Translated from Swedish, the commandments are as follows:

  1. Never let your sex drive compass over your respect for other people’s integrity.
  2. Learn to read other people’s signals, especially those that imply that what you are doing is not desirable behaviour.
  3. If someone sends out signals described in point 2, stop immediately whatever it was that you were doing.
  4. If it becomes more difficult to follow points 1-3 under the influence of alcohol, learn where to draw the line, or abstain completely from drinking.
  5. If other heterosexual men in your surroundings have problems following points 1-4, make it a habit to always reprehend them verbally.
  6. Make sure that you in depth understand the meaning of concepts like feminism, gender-power order and privileges.
  7. Help other heterosexual men to in depth understand the concepts in point 6.
  8. Understand that you in the reigning gender-power order are one of the most privileged people in society.
  9. Use your privileged position to lift someone who is less privileged.
  10. A gentleman is strong, brave, unselfish and puts others’ well-being before his own. Be a gentleman!

He wrote these because he felt and saw a need for drawing lines, since apparently, many do not know when they are crossing them. Because it is time for men to take their responsibilities and stop blaming women for their own assaults.
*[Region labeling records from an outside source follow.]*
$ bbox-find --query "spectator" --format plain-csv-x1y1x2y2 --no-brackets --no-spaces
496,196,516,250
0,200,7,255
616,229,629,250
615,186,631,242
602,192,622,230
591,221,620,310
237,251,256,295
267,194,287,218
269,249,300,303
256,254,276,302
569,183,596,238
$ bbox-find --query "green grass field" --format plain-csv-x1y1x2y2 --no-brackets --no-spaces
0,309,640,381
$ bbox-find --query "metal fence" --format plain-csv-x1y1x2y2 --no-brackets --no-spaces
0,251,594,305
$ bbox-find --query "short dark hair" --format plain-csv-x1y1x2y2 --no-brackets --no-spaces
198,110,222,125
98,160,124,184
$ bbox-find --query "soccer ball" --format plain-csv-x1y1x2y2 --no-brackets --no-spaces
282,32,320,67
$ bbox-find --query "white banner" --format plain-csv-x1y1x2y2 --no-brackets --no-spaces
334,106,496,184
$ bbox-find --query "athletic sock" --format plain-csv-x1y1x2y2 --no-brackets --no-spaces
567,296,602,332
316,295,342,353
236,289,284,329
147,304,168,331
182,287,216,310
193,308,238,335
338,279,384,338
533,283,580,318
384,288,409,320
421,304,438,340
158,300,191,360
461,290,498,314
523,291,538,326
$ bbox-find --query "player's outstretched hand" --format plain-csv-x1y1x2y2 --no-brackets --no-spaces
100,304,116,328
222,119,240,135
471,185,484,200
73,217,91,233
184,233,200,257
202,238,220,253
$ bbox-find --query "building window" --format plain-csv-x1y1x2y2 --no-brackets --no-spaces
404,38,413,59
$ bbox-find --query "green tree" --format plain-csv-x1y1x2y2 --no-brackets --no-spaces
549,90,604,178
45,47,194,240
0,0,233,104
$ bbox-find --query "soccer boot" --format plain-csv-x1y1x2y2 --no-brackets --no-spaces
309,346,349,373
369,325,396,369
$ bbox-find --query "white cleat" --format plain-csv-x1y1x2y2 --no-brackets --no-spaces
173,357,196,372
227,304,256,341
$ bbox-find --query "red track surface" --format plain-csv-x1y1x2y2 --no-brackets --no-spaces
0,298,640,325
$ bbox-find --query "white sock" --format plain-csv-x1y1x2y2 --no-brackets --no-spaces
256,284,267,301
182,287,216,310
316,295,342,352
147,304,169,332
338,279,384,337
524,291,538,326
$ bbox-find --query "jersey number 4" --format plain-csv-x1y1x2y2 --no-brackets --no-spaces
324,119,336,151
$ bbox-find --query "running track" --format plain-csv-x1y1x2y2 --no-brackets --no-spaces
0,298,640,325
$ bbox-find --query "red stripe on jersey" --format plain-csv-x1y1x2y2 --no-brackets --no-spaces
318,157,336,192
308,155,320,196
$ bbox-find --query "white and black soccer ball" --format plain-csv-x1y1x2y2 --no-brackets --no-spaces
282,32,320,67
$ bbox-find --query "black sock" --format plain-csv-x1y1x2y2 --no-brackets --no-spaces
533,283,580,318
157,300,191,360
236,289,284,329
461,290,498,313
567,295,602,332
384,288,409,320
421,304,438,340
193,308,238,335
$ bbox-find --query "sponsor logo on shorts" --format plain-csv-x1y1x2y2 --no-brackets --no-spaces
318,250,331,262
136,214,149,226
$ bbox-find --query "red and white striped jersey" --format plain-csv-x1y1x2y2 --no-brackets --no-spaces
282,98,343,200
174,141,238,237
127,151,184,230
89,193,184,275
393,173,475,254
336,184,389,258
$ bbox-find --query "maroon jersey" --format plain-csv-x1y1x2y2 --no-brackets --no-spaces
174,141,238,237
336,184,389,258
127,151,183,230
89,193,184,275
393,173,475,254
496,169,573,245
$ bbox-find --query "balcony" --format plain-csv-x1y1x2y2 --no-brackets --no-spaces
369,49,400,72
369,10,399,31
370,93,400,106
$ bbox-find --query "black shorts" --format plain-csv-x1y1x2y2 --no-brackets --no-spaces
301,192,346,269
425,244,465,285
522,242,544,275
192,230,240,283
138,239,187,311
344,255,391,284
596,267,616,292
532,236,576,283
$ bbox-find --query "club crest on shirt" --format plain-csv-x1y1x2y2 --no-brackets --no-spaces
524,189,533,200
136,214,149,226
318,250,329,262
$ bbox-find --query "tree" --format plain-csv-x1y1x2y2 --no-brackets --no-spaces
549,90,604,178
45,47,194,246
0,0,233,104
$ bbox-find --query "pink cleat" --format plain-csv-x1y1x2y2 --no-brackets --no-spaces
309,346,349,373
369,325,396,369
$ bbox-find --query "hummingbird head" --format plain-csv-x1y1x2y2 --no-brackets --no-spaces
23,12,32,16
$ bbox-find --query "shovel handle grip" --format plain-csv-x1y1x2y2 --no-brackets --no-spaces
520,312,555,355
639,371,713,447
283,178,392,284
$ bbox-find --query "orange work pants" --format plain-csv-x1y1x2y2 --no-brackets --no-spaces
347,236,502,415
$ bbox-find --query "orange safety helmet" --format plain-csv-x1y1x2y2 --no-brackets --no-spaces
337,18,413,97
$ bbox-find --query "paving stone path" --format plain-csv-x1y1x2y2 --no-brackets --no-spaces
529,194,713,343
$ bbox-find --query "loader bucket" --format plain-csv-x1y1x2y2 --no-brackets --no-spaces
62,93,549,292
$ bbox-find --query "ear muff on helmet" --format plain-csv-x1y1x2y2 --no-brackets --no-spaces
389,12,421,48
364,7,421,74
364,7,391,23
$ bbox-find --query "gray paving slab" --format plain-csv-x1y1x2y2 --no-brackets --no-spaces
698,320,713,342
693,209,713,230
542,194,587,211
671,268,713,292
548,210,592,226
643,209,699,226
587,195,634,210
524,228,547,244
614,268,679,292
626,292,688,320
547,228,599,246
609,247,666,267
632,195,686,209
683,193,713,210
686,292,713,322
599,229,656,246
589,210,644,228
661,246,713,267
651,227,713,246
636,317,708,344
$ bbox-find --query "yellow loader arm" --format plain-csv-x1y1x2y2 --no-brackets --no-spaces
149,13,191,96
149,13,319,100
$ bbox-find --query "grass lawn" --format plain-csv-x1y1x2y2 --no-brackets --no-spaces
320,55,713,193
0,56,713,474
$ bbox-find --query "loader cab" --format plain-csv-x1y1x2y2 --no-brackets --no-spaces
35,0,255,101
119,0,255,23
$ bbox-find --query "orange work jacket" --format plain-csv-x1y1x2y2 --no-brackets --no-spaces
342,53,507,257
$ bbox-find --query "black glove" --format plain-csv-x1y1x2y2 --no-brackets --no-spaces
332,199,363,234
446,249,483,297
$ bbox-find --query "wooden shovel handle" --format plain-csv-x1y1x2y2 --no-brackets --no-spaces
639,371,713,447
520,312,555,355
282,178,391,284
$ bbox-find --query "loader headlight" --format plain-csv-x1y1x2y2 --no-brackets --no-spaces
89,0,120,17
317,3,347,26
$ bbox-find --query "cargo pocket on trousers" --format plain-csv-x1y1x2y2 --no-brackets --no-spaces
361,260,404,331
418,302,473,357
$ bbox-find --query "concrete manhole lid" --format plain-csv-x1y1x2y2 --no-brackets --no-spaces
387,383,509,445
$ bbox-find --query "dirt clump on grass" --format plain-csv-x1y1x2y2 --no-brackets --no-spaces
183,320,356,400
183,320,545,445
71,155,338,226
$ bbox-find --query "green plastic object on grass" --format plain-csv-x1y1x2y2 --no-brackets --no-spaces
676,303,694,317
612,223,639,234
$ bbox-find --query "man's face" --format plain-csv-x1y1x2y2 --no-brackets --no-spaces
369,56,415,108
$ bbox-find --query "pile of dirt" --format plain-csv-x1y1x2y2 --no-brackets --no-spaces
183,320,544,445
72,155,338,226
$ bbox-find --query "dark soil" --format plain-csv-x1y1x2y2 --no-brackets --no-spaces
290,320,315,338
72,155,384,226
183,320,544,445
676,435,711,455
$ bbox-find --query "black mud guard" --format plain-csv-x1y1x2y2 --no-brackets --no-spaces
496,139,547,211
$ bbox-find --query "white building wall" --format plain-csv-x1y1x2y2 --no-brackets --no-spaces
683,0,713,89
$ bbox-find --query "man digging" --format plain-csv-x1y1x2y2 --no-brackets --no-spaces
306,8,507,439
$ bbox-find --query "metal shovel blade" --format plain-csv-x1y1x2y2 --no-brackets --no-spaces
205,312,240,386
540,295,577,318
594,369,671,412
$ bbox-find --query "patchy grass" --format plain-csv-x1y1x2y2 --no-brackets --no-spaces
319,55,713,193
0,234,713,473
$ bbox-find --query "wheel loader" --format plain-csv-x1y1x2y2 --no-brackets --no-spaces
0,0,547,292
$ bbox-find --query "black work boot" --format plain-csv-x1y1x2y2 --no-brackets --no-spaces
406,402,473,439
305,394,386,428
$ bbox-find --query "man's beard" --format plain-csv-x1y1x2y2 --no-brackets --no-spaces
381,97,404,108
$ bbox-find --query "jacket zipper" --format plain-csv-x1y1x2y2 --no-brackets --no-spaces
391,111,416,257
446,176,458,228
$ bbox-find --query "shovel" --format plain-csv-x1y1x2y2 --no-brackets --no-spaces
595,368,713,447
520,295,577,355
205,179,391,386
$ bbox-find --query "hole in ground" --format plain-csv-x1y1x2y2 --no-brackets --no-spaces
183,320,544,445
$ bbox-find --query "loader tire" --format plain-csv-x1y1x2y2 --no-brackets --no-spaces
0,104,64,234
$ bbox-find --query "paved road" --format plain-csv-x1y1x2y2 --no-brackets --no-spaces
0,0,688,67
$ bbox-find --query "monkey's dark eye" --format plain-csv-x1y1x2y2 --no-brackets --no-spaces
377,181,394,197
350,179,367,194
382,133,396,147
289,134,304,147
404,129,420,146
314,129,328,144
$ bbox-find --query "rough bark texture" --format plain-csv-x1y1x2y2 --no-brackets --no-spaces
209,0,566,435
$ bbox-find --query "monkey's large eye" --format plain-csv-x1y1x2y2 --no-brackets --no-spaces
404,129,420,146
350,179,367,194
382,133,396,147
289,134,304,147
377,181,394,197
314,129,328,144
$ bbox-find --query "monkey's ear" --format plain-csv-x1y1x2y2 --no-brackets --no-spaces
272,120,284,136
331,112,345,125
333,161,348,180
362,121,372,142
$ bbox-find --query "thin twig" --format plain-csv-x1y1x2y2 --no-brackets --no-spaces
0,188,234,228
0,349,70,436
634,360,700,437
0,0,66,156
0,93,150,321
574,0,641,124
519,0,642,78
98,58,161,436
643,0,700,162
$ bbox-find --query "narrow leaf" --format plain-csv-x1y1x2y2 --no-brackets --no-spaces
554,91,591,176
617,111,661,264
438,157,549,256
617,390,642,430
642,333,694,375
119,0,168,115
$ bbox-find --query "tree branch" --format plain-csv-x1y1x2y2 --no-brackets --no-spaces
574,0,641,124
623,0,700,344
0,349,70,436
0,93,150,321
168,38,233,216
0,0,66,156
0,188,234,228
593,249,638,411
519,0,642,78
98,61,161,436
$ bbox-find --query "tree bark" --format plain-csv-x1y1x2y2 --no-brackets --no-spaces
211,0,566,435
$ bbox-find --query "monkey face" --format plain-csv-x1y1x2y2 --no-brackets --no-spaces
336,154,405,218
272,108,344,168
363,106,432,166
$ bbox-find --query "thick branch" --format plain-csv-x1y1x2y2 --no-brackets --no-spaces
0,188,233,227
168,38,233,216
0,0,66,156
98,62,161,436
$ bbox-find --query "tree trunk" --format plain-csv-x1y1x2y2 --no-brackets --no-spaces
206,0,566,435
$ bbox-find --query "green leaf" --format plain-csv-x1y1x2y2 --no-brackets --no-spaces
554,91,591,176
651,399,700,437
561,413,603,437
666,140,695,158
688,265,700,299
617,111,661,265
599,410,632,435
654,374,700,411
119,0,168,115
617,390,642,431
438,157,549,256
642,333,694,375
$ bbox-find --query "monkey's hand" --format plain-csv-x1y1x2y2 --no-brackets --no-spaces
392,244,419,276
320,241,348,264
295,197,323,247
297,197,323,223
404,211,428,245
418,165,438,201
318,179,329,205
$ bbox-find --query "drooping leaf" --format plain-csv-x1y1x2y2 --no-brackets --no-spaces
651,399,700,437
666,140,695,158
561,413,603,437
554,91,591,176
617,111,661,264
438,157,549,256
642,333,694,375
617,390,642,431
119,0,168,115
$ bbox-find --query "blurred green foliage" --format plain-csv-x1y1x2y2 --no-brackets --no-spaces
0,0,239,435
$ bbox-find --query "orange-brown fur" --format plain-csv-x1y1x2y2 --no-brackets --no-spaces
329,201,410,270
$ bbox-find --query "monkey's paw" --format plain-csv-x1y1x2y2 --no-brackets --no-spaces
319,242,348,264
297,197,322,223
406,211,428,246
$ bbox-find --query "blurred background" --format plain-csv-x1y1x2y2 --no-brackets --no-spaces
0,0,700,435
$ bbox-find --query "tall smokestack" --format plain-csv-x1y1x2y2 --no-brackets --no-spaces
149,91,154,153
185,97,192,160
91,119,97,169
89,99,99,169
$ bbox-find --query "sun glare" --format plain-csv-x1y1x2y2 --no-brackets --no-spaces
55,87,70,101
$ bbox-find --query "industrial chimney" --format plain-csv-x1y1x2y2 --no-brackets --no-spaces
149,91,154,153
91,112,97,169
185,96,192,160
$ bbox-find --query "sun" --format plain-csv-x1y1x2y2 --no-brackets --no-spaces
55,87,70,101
Because these assaults are not “freak events”; they happen daily, regularly, to women all over the world.

I would like to make my own contribution in the spirit of his. But my attention is towards women instead. Here are 10 suggestions for women (I deliberately did not want to call them commandments, since women have in my opinion, been commanded to do this and that, be this and that, since the beginning of time, and who am I to command anyone to do anything?):

  1. Do not be afraid to speak up; speak your mind. After all: you are woman, let’s hear you roar.
  2. Do not be afraid to say No; nobody should try to force or convince you to do anything that you do not wish to do. No still means no.
  3. Do not feel ashamed if you have ever experienced any form of sexual assault; try talking about it and of course report the incident if possible. Remember that these things happen to most women in some degree, and it is not something that you should feel ashamed of, it is a shame on the society in which you live and it’s the assailant who should feel shame. Not you.
  4. Dress however you feel like dressing, use make-up, or don’t, shave your legs/armpits/whatnot, or don’t. Just remember that the choice is supposed to be yours. Do not let anyone or anything (for instance advertising..) try to convince you that you are less of a woman or a person if you do not follow their standards. There is no such thing as “normal”, it’s just something people have made up.
  5. Remember Spice girls? Well, one thing they did very right was express the importance of “Girl Power”. Remember this concept, cherish it, live by it.
  6. Do not be afraid to call yourself a feminist: even though there are people with wild misconceptions about this term, the basis of feminism is equality. It is not about man-hating hairy women without bra’s wanting to abolish men and all their misogynist ways. No, it’s about fighting for each and every individual’s right in society = Women and Men.
  7. Stop being so judgemental towards other women. There are countless studies that have shown how men in organizations for instance, help other men reach the top (eg. see Kanter), while women on the other hand are fighting both other women and other men. But who helps women? We must help ourselves, let’s change that and help each other as well. We are sisters, not enemies.
  8. Remember that being a woman is a social construction: It is not something biological, it is not something stable, it is not something universal. Thus, be whatever woman you want to be, just be yourself.
  9. Learn more about concepts such as feminism, gender, power structures, institutionalization, norms, patriarchy and so on. They will help you understand what it means to be a “woman” in today’s world, and thus, help you to fight against old-fashioned notions that should just be put out of their misery already. For more information, read: The second sex, by Simone de Beauvoir. She explains it all so well.
  10. Encourage other women around you to follow suggestions 1-9.